How I cook the shank:
First, I rinse the shanks thoroughly in cold water and dry them with paper towels. To get rid of any remaining hair, I pass them over a flame until they’re clean and light in color.
Next, I place the shanks into a large pot, add salt and some cumin seeds, cover them with cold water, and set the pot on the stove.
Once the water starts to boil, I carefully skim off the foam until it stops forming.
Then, I reduce the heat to low, cover the pot with a lid, and let the shanks simmer for about an hour and a half, turning them occasionally.
A few minutes before they’re done, I prepare a simple sauce to make the shanks soft and golden. I mix smooth mustard with honey until the sauce is well blended.

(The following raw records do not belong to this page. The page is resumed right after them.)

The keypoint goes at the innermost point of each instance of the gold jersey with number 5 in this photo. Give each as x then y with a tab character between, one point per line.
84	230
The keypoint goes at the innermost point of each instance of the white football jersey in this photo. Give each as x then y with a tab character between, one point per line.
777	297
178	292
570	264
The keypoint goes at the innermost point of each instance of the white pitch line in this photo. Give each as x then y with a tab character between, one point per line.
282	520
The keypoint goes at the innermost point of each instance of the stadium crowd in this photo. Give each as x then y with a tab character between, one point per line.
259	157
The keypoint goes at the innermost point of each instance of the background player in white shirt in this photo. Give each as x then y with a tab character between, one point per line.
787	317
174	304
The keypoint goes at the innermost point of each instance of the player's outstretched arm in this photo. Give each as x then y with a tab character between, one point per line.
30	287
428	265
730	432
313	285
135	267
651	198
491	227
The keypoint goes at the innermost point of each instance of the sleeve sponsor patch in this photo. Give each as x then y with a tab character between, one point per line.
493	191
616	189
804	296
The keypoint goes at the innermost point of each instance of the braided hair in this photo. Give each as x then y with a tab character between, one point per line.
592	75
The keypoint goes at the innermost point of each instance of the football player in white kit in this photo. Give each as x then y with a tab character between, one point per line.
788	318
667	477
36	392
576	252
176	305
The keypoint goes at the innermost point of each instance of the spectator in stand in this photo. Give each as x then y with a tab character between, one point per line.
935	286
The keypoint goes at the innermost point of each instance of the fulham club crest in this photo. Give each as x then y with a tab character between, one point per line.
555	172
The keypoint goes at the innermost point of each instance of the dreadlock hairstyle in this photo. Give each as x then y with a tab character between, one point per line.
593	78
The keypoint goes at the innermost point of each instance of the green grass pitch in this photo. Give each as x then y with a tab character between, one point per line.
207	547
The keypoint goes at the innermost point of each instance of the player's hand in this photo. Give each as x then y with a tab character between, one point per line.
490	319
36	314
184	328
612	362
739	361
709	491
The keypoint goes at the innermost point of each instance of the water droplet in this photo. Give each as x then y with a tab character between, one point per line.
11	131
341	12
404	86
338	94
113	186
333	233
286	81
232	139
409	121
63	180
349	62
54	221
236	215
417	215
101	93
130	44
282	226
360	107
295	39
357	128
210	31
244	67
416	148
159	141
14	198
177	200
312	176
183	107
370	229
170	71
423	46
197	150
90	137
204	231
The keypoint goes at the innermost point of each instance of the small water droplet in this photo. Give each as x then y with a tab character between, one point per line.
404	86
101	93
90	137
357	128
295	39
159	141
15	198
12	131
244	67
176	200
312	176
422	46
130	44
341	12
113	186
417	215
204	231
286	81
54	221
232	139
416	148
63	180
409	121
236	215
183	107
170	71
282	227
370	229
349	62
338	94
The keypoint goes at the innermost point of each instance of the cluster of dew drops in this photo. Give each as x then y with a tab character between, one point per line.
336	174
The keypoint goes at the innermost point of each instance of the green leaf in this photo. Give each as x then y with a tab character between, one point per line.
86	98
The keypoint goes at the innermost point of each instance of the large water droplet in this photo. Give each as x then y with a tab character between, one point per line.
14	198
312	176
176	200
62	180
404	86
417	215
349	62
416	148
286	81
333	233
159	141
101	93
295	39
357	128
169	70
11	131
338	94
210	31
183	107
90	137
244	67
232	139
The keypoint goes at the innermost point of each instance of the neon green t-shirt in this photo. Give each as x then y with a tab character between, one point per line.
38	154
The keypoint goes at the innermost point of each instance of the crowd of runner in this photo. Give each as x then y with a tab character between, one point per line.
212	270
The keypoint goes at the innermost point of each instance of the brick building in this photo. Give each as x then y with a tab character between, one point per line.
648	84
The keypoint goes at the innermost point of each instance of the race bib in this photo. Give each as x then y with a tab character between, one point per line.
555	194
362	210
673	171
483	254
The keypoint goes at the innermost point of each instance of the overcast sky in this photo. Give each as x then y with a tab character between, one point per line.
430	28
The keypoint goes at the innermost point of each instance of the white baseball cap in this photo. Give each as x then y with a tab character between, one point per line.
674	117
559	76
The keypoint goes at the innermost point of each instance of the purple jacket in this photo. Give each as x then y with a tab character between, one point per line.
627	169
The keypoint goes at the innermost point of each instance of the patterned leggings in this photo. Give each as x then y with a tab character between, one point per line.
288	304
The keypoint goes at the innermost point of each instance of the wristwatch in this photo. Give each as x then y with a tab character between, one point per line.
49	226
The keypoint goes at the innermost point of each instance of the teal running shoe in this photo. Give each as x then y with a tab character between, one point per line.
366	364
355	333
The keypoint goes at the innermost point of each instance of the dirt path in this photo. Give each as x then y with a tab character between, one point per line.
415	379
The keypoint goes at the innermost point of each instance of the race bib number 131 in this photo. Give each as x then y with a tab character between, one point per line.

After cooking, I take the shanks out of the broth, place them on a plate, and let them cool slightly. Then, I coat them generously with the mustard-honey sauce, making sure to cover every part.
Next, I place the shanks into a baking bag and put them in an oven preheated to 175°C (about 350°F).
I bake them for about an hour, then cut open the top of the bag, baste the shanks with the juices from the bag, and return them to the oven for another 15 minutes at 180°C (around 360°F) to get a nice crust.
The result is absolutely amazing: beautifully golden shanks with a soft, tender crust and juicy meat that easily falls off the bone.
This recipe is a true delight for anyone who loves meat dishes!